Hepatocyte nuclear factor 4-α (HNF4A) is a transcription factor located on chromosome 20q13 that regulates expression of genes involved in glucose metabolism and homeostasis. Recently, two groups independently identified single nucleotide polymorphism (SNPs) in an alternate upstream promoter (P2) of HNF4A that were associated with type 2 diabetes in Ashkenazi Jews and Finns. We genotyped haplotype-tagging SNPs (htSNPs) across the two promoter regions and the coding region of HNF4A in individuals with type 2 diabetes (n = 137), impaired glucose tolerance (IGT) (n = 139), and normal glucose tolerance (n = 342) from the Amish Family Diabetes Study (AFDS) to test for association with type 2 diabetes. In the P1 promoter region, we observed a significant association between the A allele of rs2425640 and type 2 diabetes (odds ratio [OR] 1.60, P = 0.03). Furthermore, the mean age of type 2 diabetes onset was, on average, 5.1 years earlier in those with the AA or GA genotype at SNP rs2425640 than in those with the GG genotype (57.8 vs. 62.9 years, P = 0.011). In the P2 promoter, the htSNP rs1884614 showed borderline association with both type 2 diabetes (OR 1.40, P = 0.09) and the combined type 2 diabetes/IGT trait (1.35, P = 0.07). In an expanded set of 698 nondiabetic AFDS subjects, we found association between rs1884614 and glucose area under the curve during an oral glucose tolerance test (additive model, P = 0.022; dominant model, P = 0.010). The results of this study provide evidence that variants in both the P1 and P2 promoters of HNF4A increase risk for typical type 2 diabetes.

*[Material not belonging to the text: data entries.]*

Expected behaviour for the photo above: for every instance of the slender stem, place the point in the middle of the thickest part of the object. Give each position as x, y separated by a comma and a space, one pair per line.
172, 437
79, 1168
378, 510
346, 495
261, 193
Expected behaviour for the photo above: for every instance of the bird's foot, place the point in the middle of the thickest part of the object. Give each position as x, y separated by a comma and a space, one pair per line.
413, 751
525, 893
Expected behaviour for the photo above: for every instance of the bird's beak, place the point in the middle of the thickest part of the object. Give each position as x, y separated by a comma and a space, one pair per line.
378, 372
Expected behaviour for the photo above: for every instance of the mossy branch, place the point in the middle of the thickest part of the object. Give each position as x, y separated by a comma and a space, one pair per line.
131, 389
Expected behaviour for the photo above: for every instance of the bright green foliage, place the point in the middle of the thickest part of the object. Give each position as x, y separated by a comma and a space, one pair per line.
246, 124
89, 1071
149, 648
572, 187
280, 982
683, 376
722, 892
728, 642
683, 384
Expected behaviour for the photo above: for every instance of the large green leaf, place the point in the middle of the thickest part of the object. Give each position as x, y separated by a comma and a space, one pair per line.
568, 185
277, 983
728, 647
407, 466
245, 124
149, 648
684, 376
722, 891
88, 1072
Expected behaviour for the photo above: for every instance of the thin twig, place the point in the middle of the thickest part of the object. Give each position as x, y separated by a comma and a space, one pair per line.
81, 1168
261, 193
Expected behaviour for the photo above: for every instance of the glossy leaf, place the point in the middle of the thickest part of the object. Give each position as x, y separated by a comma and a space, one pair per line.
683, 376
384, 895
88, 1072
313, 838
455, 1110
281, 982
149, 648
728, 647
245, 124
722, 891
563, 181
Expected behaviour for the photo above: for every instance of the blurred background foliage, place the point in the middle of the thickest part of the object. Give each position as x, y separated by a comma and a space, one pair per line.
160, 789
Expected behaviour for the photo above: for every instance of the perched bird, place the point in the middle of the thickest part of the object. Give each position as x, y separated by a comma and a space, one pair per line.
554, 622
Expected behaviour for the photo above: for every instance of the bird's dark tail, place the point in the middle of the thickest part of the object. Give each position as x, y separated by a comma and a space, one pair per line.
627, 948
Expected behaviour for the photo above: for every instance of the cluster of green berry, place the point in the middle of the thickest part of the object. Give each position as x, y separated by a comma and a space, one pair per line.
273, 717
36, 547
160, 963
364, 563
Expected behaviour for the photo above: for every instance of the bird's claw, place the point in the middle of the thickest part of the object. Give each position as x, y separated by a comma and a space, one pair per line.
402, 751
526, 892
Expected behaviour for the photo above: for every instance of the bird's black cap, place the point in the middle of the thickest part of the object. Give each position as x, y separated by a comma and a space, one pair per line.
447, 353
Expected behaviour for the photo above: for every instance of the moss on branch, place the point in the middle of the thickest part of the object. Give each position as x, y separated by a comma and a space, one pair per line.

Hepatocyte nuclear factor 4-α (HNF4A) is a transcription factor that is expressed in several tissues, including liver and pancreas, where it regulates expression of genes involved in gluconeogenesis and glucose-stimulated insulin secretion, respectively (1–4). Relatively rare mutations in HNF4A have been identified that cause maturity-onset diabetes of the young type 1 (rev. in 5), a dominantly inherited, early-onset form of type 2 diabetes characterized by impaired glucose-induced insulin secretion due to pancreatic β-cell dysfunction (6–9). HNF4A expression patterns are complex as a result of alternative splicing and transcription from two different promoters, the proximal P1 promoter and the P2 promoter, which lies ∼45 kb upstream of the P1 promoter (10–13).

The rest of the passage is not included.